How Ctrip Achieved Seconds‑Level Scaling with a Container Cloud
Ctrip built a private container cloud to handle massive seasonal traffic spikes, enabling rapid, automated scaling and shrinking of resources, improving deployment speed, resource utilization, and operational intelligence across more than 20 business units.
Online Travel and Elastic Demand
Ctrip's travel business has grown explosively, with revenue increasing 76% year‑over‑year in 2016 and GMV projected to exceed 1 trillion RMB in 2021. Seasonal traffic spikes require rapid, large‑scale capacity expansion, but traditional VM provisioning takes ten minutes per instance, limiting flexibility.

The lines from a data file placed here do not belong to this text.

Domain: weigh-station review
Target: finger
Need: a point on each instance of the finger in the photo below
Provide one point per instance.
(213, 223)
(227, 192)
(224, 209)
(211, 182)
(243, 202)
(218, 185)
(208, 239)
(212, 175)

Ctrip Container Cloud Positioning
The platform focuses on four goals: delivering second‑level continuous delivery for 20+ BUs, improving resource utilization through billing and monitoring, service‑ifying components such as MySQL/Redis/RabbitMQ, and advancing automation toward intelligent self‑healing infrastructure.
Basic Container Deployment Principles
One container per application
One container per routable IP
Immutable container images
All agents run on the host, not inside containers
These principles stem from extensive operational experience.
Orchestration Selection & Trade‑offs
Initially Ctrip used OpenStack with a Nova‑Docker module, but its complexity and slow scheduling (10 s+ API latency) led to a shift toward Mesos and custom frameworks. K8s offered advanced features but conflicted with existing deployment pipelines, while Mesos allowed easier integration with Ctrip's services.
Container Network Selection
Ctrip adopted Neutron + OVS + VLAN for stable, transparent networking, evaluating DPDK and hardware acceleration. VXLAN + BGP EVPN is being prototyped for a lightweight SDN controller, while flannel‑style networks were rejected due to IP migration issues.
Docker‑Related Issues
Frequent container creation/destruction caused kernel soft lockups and performance bottlenecks. Ctrip built a custom Mesos framework and a Go‑based CExecutor to batch jobs, reducing container churn, CPU load spikes, and related bugs.
Container Monitoring Solution
The in‑house "hickwall" system collects CPU, memory, and disk metrics via Docker client and cgroup, automatically discovers new containers, and aggregates data per application cluster. It also monitors business‑level metrics such as order volume, enabling predictive scaling with >95% accuracy.
CDOS Overview
CDOS (Ctrip Data Center Operating System) orchestrates resources across multiple data centers, scheduling compute, network, and storage for both long‑running services and cron jobs. It leverages Mesos for low‑level allocation, supports Windows containers, and uses Ceph for fast image distribution, aiming for second‑level delivery.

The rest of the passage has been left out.